A dividend is never guaranteed, and can be cut at any time. Actually, an argument can be made that a stock which pays a large dividend, all else equal, is inherently more risky. Consider this, if a company which pays a large dividend, finds itself in a situation where it can't pay it, they can either:
1. Reduce/eliminate their dividend.
or
2. Borrow money to pay the dividend.
#1 will likely push their stock down even further, as many investors will have chosen their stock specifically for the dividend. This provides a strong incentive for #2. In fact, we see this all the time. Many dividend stocks don't cut or eliminate their dividend, until
after they've been in trouble for a while, and their price has dropped significantly. As a company, it's arguable they would have been better off
not paying out millions of dollars in dividends when they couldn't afford it. It's easy to see how adding additional liabilities to the companies book, can make their default inherently more risky.
The other aspect I like about investing for dividend income as opposed to capital gain income is that I think it makes the emotional ups and downs of the stock market easier to weather for the average non-professional investor. So basically what the OP eluded to. If you are investing for capital gains only, then you never have any "true" profit until you sell.
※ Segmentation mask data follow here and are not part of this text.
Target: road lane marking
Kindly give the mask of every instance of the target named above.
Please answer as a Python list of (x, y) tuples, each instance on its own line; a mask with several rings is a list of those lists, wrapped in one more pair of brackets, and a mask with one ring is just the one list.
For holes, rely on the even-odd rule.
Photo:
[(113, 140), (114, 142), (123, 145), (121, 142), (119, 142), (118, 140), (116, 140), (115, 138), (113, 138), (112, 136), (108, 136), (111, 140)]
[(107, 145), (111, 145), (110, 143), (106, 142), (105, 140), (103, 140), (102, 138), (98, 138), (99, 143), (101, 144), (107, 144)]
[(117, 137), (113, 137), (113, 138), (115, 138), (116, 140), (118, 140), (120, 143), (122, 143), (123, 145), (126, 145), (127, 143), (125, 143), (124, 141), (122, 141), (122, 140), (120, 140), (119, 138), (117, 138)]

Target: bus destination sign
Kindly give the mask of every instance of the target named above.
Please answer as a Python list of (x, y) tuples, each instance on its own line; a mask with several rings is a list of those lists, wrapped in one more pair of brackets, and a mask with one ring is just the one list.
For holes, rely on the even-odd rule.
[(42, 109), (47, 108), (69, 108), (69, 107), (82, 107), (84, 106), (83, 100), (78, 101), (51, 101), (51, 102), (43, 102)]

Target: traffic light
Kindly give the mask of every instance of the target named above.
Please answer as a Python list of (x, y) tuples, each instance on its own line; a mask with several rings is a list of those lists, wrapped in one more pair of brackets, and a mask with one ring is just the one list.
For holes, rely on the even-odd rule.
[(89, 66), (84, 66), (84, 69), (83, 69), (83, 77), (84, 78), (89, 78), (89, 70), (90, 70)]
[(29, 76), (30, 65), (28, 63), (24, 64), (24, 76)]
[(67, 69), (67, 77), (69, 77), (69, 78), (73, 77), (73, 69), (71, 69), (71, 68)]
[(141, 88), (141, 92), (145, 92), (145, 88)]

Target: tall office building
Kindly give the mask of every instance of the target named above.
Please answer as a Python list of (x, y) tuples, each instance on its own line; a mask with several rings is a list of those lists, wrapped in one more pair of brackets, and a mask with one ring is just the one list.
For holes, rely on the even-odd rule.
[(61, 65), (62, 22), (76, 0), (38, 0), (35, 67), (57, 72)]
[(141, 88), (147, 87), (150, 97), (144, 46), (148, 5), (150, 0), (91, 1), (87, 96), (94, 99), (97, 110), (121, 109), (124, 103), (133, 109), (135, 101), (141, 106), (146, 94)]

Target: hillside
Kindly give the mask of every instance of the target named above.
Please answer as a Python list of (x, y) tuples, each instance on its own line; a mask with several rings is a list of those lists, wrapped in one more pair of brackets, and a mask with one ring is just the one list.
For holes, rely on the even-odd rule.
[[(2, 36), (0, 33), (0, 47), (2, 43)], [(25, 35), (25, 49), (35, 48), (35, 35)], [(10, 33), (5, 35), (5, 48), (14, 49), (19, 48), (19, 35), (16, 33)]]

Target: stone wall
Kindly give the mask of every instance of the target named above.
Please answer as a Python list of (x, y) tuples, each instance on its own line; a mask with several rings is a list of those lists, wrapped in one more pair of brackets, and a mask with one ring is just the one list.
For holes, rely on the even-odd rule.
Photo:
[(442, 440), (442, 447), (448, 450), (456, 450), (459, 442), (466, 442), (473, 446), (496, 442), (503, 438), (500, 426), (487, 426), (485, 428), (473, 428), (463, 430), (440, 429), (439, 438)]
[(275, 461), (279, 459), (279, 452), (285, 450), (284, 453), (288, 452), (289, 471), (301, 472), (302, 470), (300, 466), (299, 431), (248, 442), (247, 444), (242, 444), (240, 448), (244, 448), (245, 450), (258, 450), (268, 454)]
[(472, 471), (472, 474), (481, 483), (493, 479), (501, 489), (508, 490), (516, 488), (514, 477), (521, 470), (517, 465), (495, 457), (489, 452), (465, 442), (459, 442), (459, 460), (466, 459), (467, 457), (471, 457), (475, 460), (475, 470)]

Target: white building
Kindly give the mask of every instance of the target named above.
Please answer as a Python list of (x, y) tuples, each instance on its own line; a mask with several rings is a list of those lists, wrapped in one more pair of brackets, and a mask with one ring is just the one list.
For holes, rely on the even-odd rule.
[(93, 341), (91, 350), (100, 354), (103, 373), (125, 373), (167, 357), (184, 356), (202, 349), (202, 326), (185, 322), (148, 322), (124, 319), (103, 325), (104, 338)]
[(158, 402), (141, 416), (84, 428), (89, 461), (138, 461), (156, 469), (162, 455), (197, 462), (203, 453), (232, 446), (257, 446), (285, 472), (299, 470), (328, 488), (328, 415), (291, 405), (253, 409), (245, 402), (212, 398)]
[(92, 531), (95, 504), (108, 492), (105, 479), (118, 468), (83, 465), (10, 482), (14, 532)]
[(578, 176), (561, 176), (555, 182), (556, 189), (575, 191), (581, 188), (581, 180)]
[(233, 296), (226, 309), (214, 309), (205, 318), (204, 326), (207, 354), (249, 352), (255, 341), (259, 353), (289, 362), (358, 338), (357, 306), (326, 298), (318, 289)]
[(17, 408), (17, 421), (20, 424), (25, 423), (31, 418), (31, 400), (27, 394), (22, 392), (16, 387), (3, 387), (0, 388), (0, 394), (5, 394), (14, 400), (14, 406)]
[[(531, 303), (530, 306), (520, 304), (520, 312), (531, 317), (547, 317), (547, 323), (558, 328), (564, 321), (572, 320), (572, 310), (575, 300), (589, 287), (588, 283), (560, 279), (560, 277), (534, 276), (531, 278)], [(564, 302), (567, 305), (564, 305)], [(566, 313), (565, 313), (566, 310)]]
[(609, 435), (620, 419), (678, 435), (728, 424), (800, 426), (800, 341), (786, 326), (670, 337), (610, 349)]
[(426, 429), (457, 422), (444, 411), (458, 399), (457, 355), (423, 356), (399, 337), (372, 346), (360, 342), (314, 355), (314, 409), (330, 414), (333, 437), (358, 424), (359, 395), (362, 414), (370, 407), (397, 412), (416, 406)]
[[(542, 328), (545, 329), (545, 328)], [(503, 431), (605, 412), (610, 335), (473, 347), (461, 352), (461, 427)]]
This is an illusion, and in actuality the investor holding these individual stocks is taking on much more risk vs simply buying the market index and being more diversified. As mentioned earlier, many dividend stocks have cut or eliminated their dividend,
after dropping 50-60% or more. This is not recommended for anyone seeking FIRE, or currently retired. Many investors lost their shirts after investing in high dividend stocks in the recent past, here are some notable examples:
General Motors
Kodak
J.C. Penny
Barnes & Noble
Washington Mutual
Citigroup
Bank of America
Also, the market index is not capital gain only, it has a dividend too. If you were so inclined, you could construct a 3 fund portfolio, holding 9,417 different stocks worldwide, and 710 different bonds, (60/40 allocation) yielding a bit over 3%. That's almost your whole 4% withdrawal rate right there, and your portfolio will be significantly less risky.
Long story short, if you choose to purchase individual stocks (for any reason), chances are you'll be OK...but why risk it?